Fuselage: Steel tube frame; forward section as a six-chord truss, rear section four-chord with wire cross bracing. Formed frame made of duralumin bulkheads and longitudinal profiles.
Only partially metal-sheeted, otherwise fabric-covered. Removable fuselage spine. Large inspection hatches in the rear fuselage.
Tailplane :: Structure with spars made of duralumin profiles. Duralumin ribs, wire cross bracing, and fabric covering. Vertical fin trailing spar in the rear fuselage, which is designed as a bearing, seen from above.Plugged in and rotatable for adjusting the distortion angle. One-piece horizontal stabilizer, mounted in the vertical stabilizer and supported by struts towards the fuselage. Adjustable from the pilot's seat via handwheel and worm gear for trim. Elevator and rudder have internal balance, are each triple-bearing mounted, and are controlled via cables and bellcranks. Dual elevator control.
Landing gear; shock absorbers with rubber compression damping. Mounted on the center fuselage stringers and supported towards the underside of the fuselage by V-struts. Electron wheels individually hydraulically braked. Low-drag wheel fairings made of Elektron. Swiveling and rotating tail skid with Elektron tail shoe and replaceable steel sliding plate. Rubber ring sprung.
Engine: A liquid-cooled, geared-down, twelve-cylinder V-engine, BMW VI U 7.3, with 710 hp (515 kW) takeoff power and 500 hp (368 kW) continuous power.
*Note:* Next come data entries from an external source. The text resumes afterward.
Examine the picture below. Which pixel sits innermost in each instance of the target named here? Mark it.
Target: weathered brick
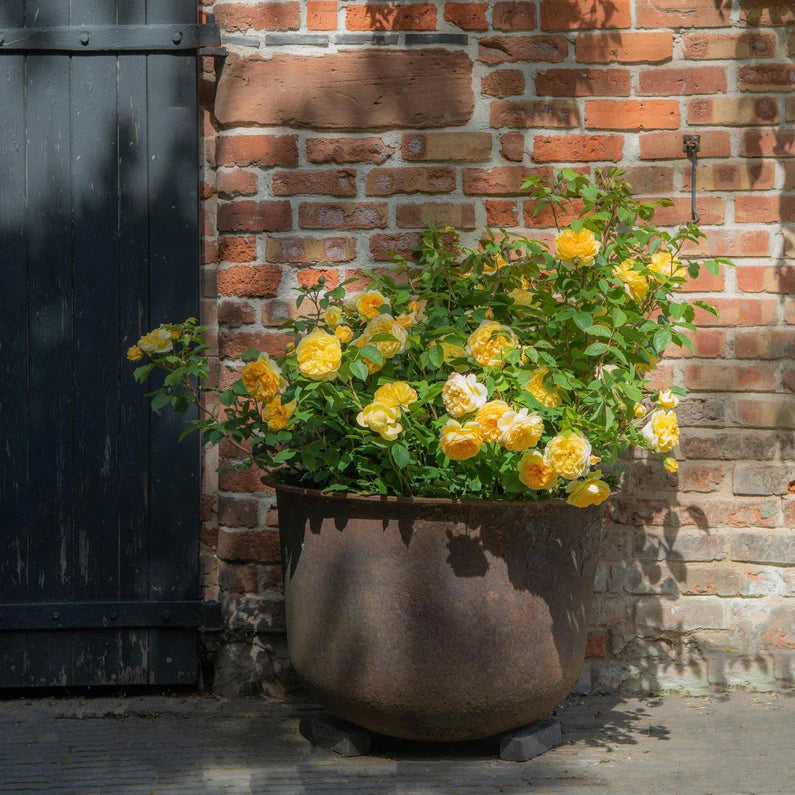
(632, 114)
(470, 146)
(624, 47)
(348, 150)
(391, 16)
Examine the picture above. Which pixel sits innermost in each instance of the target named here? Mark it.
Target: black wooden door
(99, 505)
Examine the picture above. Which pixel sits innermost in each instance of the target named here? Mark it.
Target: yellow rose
(577, 248)
(157, 341)
(591, 491)
(663, 263)
(662, 431)
(520, 430)
(459, 442)
(490, 343)
(398, 393)
(488, 417)
(333, 316)
(263, 379)
(635, 284)
(381, 418)
(569, 454)
(667, 399)
(535, 386)
(536, 473)
(278, 414)
(343, 333)
(462, 394)
(319, 355)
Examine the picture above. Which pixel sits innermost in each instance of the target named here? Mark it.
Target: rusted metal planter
(434, 619)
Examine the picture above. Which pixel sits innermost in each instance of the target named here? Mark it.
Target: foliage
(557, 344)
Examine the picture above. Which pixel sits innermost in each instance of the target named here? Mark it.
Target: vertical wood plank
(13, 348)
(174, 295)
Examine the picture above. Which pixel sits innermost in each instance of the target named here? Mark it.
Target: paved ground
(742, 743)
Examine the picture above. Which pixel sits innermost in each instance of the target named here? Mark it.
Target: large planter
(433, 619)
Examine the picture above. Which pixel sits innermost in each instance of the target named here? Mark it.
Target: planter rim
(372, 499)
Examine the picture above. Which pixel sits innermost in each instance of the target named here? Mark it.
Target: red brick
(461, 216)
(668, 145)
(583, 82)
(467, 16)
(739, 312)
(388, 181)
(237, 249)
(342, 215)
(502, 49)
(514, 16)
(624, 47)
(729, 46)
(341, 182)
(683, 13)
(503, 83)
(263, 16)
(501, 213)
(310, 249)
(584, 14)
(249, 280)
(512, 146)
(257, 150)
(253, 216)
(534, 113)
(659, 82)
(502, 180)
(358, 90)
(733, 111)
(470, 146)
(573, 148)
(347, 150)
(391, 16)
(767, 77)
(321, 14)
(632, 114)
(768, 143)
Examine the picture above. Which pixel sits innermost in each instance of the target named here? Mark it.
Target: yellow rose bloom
(398, 393)
(569, 455)
(520, 430)
(577, 248)
(635, 284)
(490, 343)
(459, 442)
(535, 386)
(157, 341)
(462, 394)
(536, 473)
(319, 355)
(489, 416)
(343, 333)
(278, 414)
(662, 431)
(591, 491)
(263, 379)
(382, 419)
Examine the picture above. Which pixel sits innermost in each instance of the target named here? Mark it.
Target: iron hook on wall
(692, 143)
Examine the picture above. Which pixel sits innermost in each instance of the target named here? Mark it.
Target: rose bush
(509, 371)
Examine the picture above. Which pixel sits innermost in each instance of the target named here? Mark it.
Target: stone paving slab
(738, 743)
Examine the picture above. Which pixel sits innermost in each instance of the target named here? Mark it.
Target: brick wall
(336, 130)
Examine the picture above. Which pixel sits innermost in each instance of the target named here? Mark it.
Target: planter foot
(522, 744)
(333, 734)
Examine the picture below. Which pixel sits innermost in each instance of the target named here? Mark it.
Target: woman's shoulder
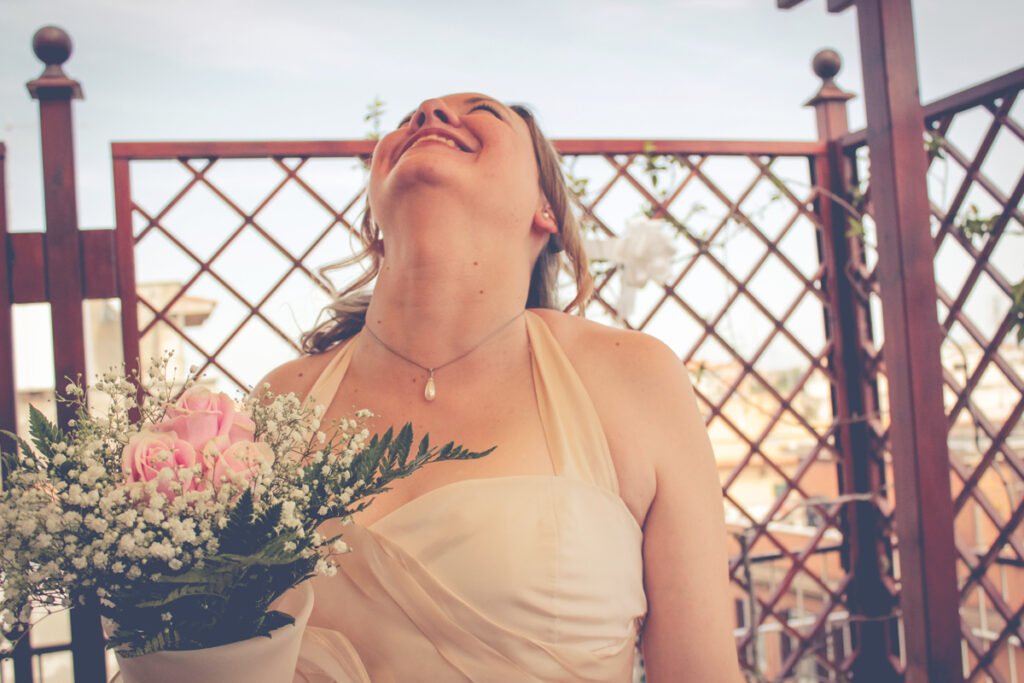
(297, 376)
(611, 352)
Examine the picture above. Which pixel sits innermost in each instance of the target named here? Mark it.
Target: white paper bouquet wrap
(260, 659)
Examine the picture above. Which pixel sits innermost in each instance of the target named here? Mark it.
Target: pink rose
(246, 458)
(206, 419)
(148, 453)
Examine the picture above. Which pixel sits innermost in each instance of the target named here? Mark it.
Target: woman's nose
(433, 111)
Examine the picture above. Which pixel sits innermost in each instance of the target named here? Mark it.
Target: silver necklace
(430, 390)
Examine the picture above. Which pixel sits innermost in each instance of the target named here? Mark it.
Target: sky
(308, 69)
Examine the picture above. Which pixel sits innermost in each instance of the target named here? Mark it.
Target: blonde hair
(346, 314)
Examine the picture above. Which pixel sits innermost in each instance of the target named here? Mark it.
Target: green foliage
(933, 145)
(973, 224)
(44, 434)
(1017, 310)
(375, 113)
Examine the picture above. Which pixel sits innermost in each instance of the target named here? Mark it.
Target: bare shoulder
(297, 376)
(635, 364)
(639, 387)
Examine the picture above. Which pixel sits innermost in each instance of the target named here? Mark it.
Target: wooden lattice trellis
(976, 181)
(773, 296)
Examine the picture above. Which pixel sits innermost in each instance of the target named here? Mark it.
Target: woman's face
(466, 148)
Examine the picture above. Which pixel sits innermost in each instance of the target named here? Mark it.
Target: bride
(599, 514)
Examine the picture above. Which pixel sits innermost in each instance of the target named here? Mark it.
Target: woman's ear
(544, 220)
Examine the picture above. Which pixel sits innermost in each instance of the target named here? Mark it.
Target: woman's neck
(433, 310)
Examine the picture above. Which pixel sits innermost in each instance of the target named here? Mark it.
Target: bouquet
(186, 515)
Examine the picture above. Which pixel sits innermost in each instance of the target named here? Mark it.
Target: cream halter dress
(526, 578)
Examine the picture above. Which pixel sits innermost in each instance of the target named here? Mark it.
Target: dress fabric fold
(525, 578)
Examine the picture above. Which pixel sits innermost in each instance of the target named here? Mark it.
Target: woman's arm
(688, 632)
(668, 475)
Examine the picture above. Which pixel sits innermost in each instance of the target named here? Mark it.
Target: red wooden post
(869, 600)
(64, 276)
(8, 406)
(906, 252)
(8, 393)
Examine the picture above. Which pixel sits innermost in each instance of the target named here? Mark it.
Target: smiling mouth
(435, 137)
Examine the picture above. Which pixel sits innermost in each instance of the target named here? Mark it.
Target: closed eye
(488, 108)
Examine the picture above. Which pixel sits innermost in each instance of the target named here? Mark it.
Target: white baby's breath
(78, 516)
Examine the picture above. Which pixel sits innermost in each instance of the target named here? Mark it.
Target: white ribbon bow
(644, 253)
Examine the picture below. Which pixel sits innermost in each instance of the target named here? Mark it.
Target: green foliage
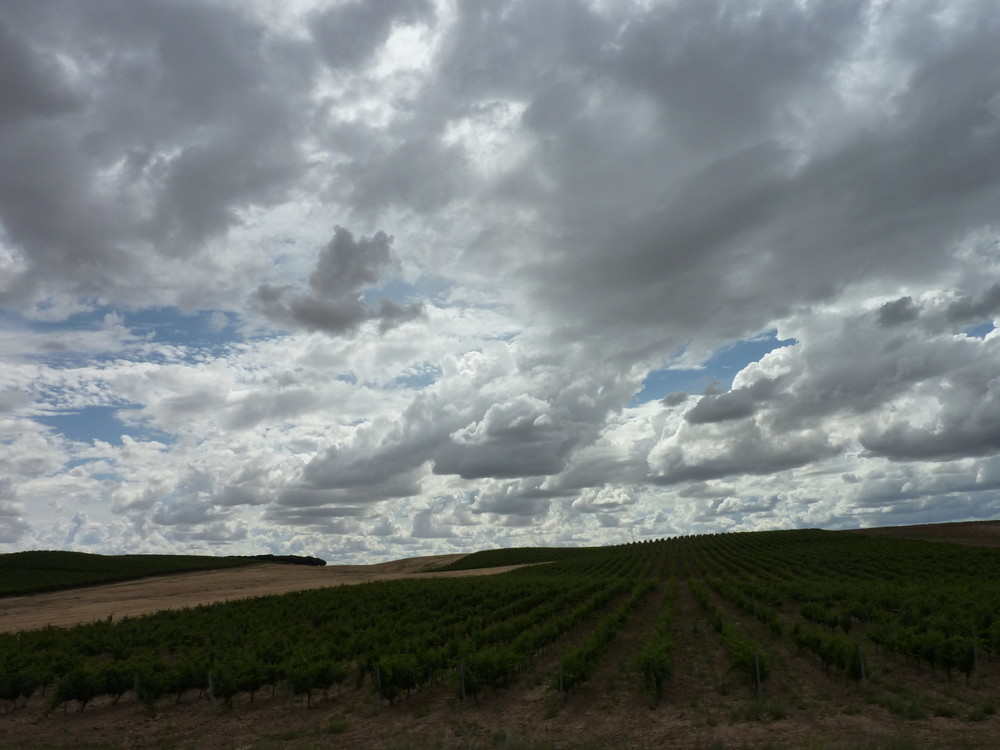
(837, 597)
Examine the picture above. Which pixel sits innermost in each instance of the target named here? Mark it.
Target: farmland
(769, 639)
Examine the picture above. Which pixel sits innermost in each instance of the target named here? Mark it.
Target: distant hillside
(290, 559)
(970, 533)
(51, 570)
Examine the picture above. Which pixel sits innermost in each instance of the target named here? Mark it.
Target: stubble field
(701, 599)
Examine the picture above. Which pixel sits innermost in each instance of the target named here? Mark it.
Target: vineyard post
(756, 667)
(975, 664)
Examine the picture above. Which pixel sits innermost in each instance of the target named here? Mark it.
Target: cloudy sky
(369, 280)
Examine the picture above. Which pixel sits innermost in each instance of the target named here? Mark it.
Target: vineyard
(785, 638)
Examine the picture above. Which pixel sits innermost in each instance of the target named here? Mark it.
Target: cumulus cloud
(334, 303)
(565, 217)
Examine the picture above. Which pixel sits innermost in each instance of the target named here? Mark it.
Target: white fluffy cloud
(372, 279)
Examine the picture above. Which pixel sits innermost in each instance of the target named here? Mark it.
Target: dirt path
(132, 598)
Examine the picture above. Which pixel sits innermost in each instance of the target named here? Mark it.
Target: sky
(371, 280)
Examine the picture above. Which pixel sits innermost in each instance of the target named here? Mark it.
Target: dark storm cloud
(734, 404)
(761, 213)
(902, 310)
(157, 126)
(334, 304)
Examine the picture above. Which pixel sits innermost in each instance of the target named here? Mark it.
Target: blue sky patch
(720, 370)
(100, 423)
(979, 331)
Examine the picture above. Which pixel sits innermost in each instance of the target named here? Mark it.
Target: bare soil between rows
(140, 597)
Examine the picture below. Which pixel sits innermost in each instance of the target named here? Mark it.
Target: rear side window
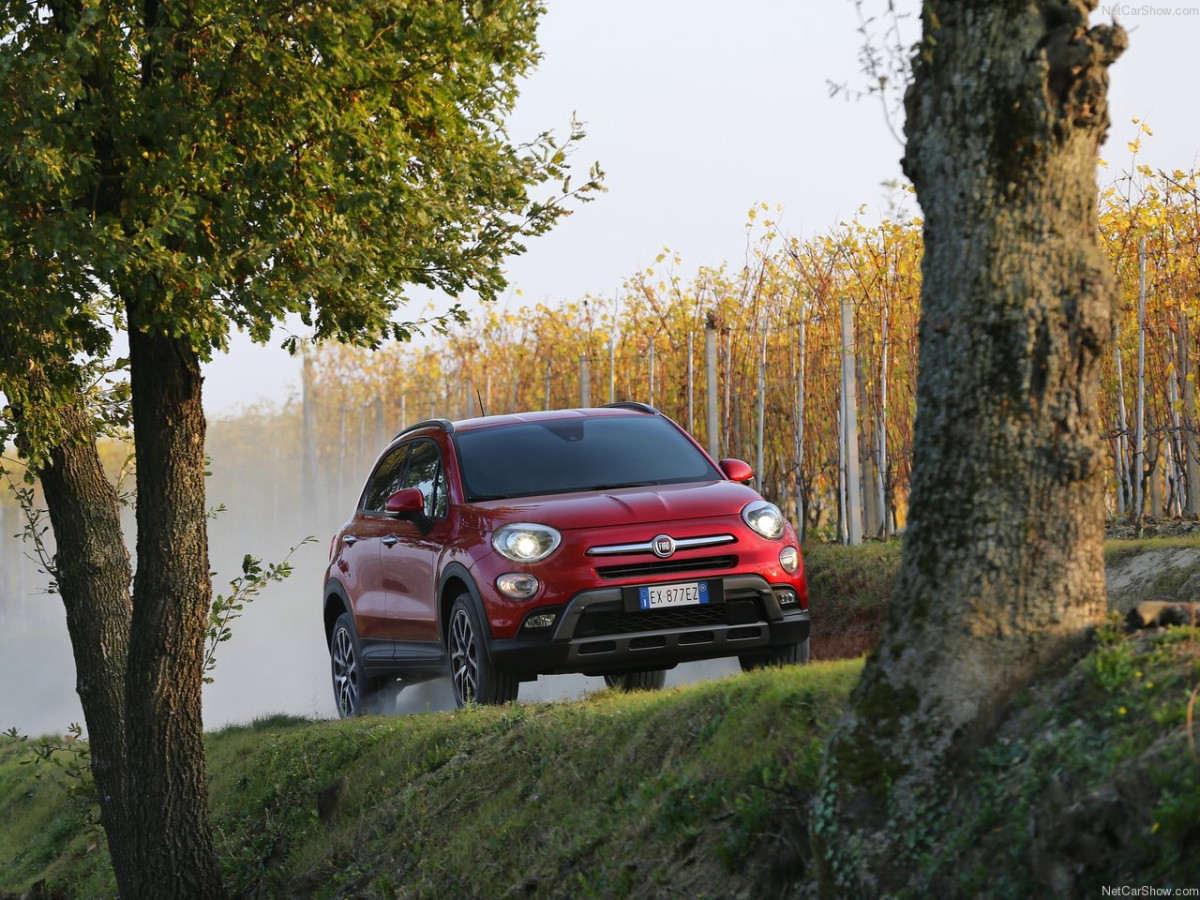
(577, 454)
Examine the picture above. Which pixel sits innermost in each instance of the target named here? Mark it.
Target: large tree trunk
(94, 581)
(1003, 569)
(174, 852)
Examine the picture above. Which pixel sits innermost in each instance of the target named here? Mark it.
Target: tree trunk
(94, 582)
(174, 851)
(1003, 570)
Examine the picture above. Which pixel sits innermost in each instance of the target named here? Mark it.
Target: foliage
(243, 589)
(647, 342)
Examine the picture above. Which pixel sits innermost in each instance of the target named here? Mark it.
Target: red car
(601, 541)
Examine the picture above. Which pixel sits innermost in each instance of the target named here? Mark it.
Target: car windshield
(579, 454)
Removable engine mount. Fixed four-blade Dornier propeller with a large pitch. 270-liter fuel tank in the lower fuselage behind the firewall, with a recess in the forward upper section for the 18-liter oil tank.
Armament: Planned were two fixed, synchronized, propeller-firing machine guns on either side of the pilot's seat in the fuselage sidewalls, as well as a movable twin machine gun on a swivel mount of the rear seat.
Paintwork: Complete Cellon lacquering in silver bronze. Approval in black.